Objective:

To determine whether longitudinal changes in notable markers of bone metabolism serum 25-hydroxyvitamin D, 1,25-dihydroxyvitamin D, calcium, and parathyroid hormone (PTH) are associated with new-onset seizures in adults.

Background:

Vitamin D deficiency has been implicated in altered neuronal excitability through calcium dysregulation, but large-scale human data linking this deficiency to seizure onset are limited. Understanding these relationships may improve prevention strategies for seizure disorders as well as better understanding of pathophysiology in patients with concurrent epilepsy and metabolic bone disease. 

Design/Methods:

We performed a retrospective cohort analysis using de-identified EHR data from the All of Us Research Program, an ongoing NIH initiative that collects diverse health, genetic, and lifestyle data from participants across the United States to advance precision medicine research. Adults aged ≥ 20 years with available markers of bone metabolism and idiopathic adult-onset epilepsy were included. Analyses assessed baseline distributions, longitudinal changes in vitamin D and calcium homeostasis, and the incidence of adult-onset seizures and bone disease. Ongoing analyses incorporate multivariable logistic regression models adjusting for demographic and clinical covariates, including medications, renal and liver function, and osteoporosis.

Results:

Preliminary analysis indicates participants with persistently low or declining 25-hydroxyvitamin D and calcium levels exhibit higher odds of idiopathic seizures in adulthood.
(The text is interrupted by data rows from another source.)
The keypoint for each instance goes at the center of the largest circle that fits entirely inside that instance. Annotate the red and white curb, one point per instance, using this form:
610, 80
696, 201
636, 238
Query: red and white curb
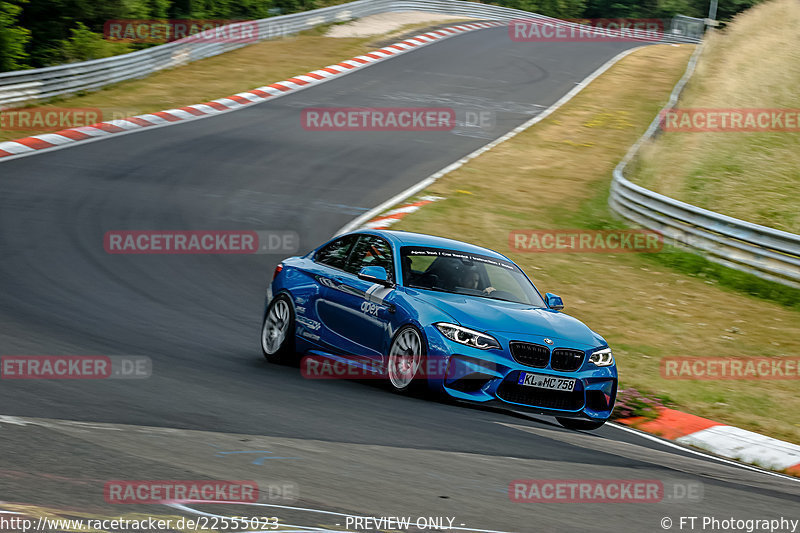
60, 139
722, 440
396, 215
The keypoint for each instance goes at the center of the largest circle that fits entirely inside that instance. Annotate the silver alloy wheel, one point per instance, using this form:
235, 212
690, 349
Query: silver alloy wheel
275, 327
405, 357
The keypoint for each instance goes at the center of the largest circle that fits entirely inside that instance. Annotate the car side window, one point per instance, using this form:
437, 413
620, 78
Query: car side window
335, 254
371, 251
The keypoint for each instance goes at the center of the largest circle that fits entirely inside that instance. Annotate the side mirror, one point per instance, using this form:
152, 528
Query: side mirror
554, 302
375, 274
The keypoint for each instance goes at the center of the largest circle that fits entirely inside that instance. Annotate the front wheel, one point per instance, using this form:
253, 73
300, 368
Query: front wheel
580, 424
277, 332
406, 355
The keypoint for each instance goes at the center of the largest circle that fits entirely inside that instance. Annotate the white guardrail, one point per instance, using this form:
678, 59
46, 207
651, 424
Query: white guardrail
766, 252
27, 86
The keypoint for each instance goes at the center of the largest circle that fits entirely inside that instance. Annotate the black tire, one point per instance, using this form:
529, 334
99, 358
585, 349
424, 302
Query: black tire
280, 308
580, 423
401, 382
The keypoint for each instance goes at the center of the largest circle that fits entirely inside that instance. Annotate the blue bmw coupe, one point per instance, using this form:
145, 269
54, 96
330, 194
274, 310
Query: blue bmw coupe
422, 310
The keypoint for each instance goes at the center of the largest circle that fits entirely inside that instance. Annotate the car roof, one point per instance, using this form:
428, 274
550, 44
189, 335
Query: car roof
404, 238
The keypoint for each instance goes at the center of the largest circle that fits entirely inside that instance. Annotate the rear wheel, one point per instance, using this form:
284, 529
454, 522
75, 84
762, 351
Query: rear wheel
406, 356
580, 424
277, 332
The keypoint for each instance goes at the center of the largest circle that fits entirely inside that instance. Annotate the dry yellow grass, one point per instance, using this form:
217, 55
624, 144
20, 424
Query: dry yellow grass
547, 177
223, 75
754, 63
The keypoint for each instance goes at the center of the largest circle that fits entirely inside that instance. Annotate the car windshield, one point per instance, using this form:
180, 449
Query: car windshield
459, 272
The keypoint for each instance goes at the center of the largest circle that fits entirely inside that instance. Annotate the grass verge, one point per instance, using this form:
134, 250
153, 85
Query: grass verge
753, 63
557, 175
223, 75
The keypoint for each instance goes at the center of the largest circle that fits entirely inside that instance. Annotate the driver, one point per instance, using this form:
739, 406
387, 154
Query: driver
471, 279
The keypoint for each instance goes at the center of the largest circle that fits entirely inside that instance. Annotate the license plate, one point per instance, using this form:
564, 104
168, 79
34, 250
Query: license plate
546, 382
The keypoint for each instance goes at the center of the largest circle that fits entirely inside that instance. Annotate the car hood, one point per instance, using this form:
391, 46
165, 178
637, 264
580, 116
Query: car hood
487, 315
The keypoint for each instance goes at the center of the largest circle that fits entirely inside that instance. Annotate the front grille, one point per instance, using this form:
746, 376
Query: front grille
534, 355
537, 397
566, 360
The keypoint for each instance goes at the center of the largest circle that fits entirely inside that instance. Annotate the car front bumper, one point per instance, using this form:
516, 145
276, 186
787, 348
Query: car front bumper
491, 378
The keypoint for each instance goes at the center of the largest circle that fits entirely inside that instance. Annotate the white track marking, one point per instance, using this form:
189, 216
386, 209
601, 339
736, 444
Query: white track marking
180, 504
670, 444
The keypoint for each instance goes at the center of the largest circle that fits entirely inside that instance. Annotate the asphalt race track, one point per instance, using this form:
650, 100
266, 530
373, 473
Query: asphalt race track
346, 446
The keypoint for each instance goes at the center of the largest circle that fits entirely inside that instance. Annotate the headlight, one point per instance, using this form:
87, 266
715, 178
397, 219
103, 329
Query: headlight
602, 357
467, 336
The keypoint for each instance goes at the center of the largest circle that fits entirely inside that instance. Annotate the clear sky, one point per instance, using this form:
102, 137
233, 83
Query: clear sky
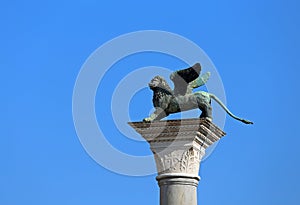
254, 45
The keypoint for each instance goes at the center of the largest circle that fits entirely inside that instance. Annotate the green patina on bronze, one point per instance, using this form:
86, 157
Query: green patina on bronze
167, 101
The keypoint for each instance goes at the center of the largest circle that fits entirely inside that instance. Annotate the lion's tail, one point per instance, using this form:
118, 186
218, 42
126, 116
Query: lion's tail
227, 110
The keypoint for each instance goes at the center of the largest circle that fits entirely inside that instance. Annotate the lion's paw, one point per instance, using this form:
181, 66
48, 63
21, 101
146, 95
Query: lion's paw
147, 119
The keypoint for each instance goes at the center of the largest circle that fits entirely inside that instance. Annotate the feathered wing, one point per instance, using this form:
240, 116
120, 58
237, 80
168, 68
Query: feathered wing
201, 80
182, 78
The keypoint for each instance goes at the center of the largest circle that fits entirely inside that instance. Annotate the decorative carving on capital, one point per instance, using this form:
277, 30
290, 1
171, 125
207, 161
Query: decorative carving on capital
179, 145
185, 161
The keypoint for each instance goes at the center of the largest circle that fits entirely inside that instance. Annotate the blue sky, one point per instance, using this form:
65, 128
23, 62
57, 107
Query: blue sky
254, 46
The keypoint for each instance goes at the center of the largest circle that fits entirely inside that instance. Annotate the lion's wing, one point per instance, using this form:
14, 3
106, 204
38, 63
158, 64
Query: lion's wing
182, 78
201, 80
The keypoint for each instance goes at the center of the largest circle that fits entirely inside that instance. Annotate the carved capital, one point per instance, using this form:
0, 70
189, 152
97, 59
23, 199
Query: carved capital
179, 145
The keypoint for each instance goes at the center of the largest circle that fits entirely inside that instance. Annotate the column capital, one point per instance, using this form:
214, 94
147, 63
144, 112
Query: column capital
178, 145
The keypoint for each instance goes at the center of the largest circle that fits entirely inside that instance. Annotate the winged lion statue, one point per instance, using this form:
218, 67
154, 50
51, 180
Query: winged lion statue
167, 101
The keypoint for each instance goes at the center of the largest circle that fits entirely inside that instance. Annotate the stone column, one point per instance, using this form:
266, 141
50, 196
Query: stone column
178, 147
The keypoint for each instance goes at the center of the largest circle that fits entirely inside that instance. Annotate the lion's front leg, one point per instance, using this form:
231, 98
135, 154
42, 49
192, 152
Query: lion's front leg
158, 114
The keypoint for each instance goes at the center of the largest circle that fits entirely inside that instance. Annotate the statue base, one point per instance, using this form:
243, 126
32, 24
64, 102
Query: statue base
178, 147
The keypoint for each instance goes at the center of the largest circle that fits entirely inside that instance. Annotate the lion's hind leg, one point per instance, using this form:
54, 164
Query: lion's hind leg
158, 114
205, 107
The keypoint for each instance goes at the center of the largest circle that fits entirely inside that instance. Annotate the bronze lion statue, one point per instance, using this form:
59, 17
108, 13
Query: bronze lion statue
167, 101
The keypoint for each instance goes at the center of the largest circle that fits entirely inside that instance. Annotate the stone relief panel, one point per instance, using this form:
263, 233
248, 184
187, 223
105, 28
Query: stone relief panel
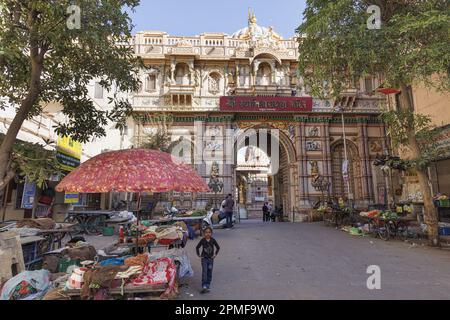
376, 146
312, 145
313, 132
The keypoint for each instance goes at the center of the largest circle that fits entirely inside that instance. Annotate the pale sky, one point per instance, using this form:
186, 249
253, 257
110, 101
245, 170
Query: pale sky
193, 17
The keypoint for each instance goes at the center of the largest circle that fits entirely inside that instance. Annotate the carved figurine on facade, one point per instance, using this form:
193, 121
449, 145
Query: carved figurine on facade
214, 182
314, 169
313, 145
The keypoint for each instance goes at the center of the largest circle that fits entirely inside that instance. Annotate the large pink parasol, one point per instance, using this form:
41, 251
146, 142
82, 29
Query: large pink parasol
132, 170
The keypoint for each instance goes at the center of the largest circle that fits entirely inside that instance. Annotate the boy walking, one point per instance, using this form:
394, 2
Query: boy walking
207, 243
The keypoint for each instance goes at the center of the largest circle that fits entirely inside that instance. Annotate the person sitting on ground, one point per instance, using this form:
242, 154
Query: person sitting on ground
229, 205
207, 243
265, 212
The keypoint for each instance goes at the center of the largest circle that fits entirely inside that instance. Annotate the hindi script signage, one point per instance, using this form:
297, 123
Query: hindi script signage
247, 103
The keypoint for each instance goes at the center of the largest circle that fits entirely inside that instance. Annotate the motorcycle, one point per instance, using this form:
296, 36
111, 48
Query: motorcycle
216, 222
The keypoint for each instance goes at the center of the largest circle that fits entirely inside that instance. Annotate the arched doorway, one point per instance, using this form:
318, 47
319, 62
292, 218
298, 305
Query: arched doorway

These associations are further evaluated in multivariable models to account for potential confounding factors.

Conclusions:

 Deficient vitamin D status and altered calcium–PTH homeostasis may contribute to seizure susceptibility in adults. The cohort studied from the All of Us Research program includes diverse, medically underserved populations across America, which has a higher prevalence of vitamin D deficiency. These findings demonstrate the need for further exploration of metabolic pathways in adult-onset epilepsy and may inform preventive screening and management strategies, especially beneficial to at-risk populations.